East Asian Medicine (formerly Acupuncture) is expanded to include:
health education;
the recommendation and sale of herbs, vitamins, minerals, and dietary and nutritional supplements;
breathing, relaxation, and East Asian exercise techniques;
Qi Gong (an ancient Chinese system of postures, exercises, and breathing techniques to improve one's qi);
East Asian massage and Tui Na (East Asian bodywork characterized by the kneading, pressing, rolling, shaking, and stretching of the body); and
superficial heat and cold therapies.
Consultation with Other Practitioners.
The types of health care practitioners with which a licensed East Asian Medicine Practitioner must consult when seeing a patient with a potentially serious disorder are expanded to include:
Physician Assistants;
Osteopathic Physician Assistants;
Naturopaths; and
Advanced Registered Nurse Practitioners.
Immunity.
The immunity provisions in the statutes regulating licensed East Asian Medicine Practitioners are eliminated (the similar provisions in the Uniform Disciplinary Act are unaffected).
Appropriation: None.
Fiscal Note: Requested on February 17, 2010.
Effective Date of Amended Bill: The bill takes effect 90 days after adjournment of session in which bill is passed, except for section 17, relating to listing disciplining authority under the Uniform Disciplining Act, which because of prior double amendments, takes effect on July 1, 2010, and section 18, relating to listing disciplining authority under the Uniform Disciplinary Act, which because of prior double amendments, takes effect on August 1, 2010.
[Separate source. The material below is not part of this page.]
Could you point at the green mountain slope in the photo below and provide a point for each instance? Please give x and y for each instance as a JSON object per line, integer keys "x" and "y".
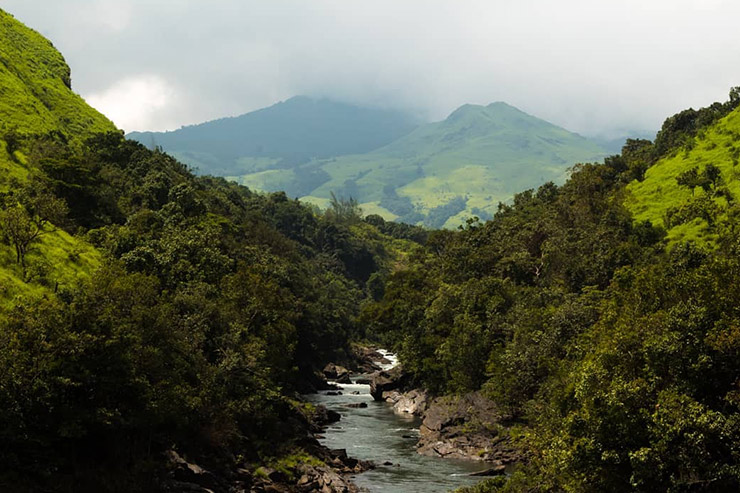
{"x": 692, "y": 213}
{"x": 35, "y": 99}
{"x": 462, "y": 166}
{"x": 281, "y": 136}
Staff Summary of Public Testimony:
(In support) This bill is consistent with the DOH's sunrise review. A lot of work went into changing the name of the profession, including consultation with the Asian community. Practitioners will still be able to call themselves "Acupuncturists." The current scope of practice has not been updated in 24 years; the changes made in this bill to the scope of practice are consistent with growth in education, science, and technology as well as current practice. This bill will help consumers in Washington to have better health care and help make Washington a national leader in natural medicine while adding to the health and safety of the public. It does not make sense to require care to cease if a patient refuses a consultation; the language allowing such a patient to sign a waiver was therefore worked out with the DOH.
(Opposed) None.
Persons Testifying: Leslie Emerick, George Whiteside, and Lisa VanHaagen, Washington Acupuncture and Asian Medicine Association; and Ezra Eickmeyer, Advocates for the Advancement of Asian Medicine.
Persons Signed In To Testify But Not Testifying: None.